Tencent, Alibaba lead China's top brands as tech dominates

The logo of Alibaba Group is seen inside the company's headquarters in Hangzhou, Zhejiang province early November 11, 2014. REUTERS/Aly Song

BEIJING (Reuters) - China's tech giants Tencent Holdings Ltd and Alibaba Group Holding Ltd beat state firms for the first time to become the country's most valuable brands in 2015, a report published on Tuesday shows.

China's three biggest Internet companies, which also includes Baidu Inc, all appeared in the country's top 5 rankings, said advertising company WPP Plc and its research affiliate Millward Brown.

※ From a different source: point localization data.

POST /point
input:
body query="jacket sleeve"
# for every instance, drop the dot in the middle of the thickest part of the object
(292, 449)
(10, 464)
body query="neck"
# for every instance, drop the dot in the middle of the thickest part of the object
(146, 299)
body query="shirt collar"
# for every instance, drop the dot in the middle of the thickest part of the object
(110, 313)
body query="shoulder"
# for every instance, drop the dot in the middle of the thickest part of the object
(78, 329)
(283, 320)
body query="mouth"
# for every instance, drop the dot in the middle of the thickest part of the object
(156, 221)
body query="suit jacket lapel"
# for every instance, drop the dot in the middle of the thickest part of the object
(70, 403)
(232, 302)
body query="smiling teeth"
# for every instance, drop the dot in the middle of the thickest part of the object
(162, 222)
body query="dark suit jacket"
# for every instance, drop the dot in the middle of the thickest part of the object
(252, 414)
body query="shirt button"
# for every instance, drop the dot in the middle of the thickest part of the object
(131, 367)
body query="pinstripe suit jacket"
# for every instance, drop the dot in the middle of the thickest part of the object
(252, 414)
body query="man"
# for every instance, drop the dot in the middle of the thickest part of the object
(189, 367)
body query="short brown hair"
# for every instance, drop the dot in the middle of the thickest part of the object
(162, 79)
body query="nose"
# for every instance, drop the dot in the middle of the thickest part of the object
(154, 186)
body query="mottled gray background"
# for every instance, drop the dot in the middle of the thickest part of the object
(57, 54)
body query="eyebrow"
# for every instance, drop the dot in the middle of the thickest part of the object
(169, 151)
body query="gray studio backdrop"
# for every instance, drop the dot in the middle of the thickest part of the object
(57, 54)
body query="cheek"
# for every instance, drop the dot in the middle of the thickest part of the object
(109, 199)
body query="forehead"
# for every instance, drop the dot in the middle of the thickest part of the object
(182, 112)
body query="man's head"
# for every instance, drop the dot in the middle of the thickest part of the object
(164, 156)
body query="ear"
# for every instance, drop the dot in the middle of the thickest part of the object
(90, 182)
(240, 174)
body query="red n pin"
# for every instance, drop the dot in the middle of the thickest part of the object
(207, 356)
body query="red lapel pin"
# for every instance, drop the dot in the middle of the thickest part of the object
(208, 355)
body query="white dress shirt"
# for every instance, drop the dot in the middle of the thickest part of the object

"For the first time the tech industry surpasses the banking industry in terms of brand value," said Doreen Wang, global head of BrandZ at Millward Brown, citing the rise of Internet finance and the decline of profits at big banks.

The annual rankings, based on analysis of a brand's revenue and consumer responses to it, only cover the country's publicly-traded companies.

Top brand Tencent is valued at $66 billion (43.78 billion pounds), up 95 percent from last year, according to the report.

The Chinese social media giant's brand value has surpassed Facebook Inc and it is now the world's fifth most valuable tech brand, following Apple Inc, Google Inc, International Business Machines Corp and Microsoft Corp, according to Wang.

Alibaba, the e-commerce powerhouse that raised $25 billion in the world's biggest initial public offering last September, has a brand value of nearly $60 billion and ranked No. 2 in China, the report said.

Private enterprise brand value has increased 97 percent since 2013, while government-owned firms have lost 9 percent over the same period, the report said.

China Mobile Ltd and Industrial and Commercial Bank of China Ltd, both government-backed, topped the ranking last year.

Each saw a decline of about 10 percent in brand value, hit by increased market competition and the government's anti-corruption drive that targets strategic state firms.

The total value of China's top 100 brands grew at a record 59 percent from last year, to $464.2 billion, outpacing the 41 percent growth of the world's top 100 brands, the report said.

"The big question now is what brands must do to be accepted in international markets," Wang of Millward Brown said.

Although Chinese brands are strengthening their presence overseas, only personal computer and smartphone maker Lenovo Group Ltd and cell phone maker ZTE Corp, generated more than half of their revenue outside China.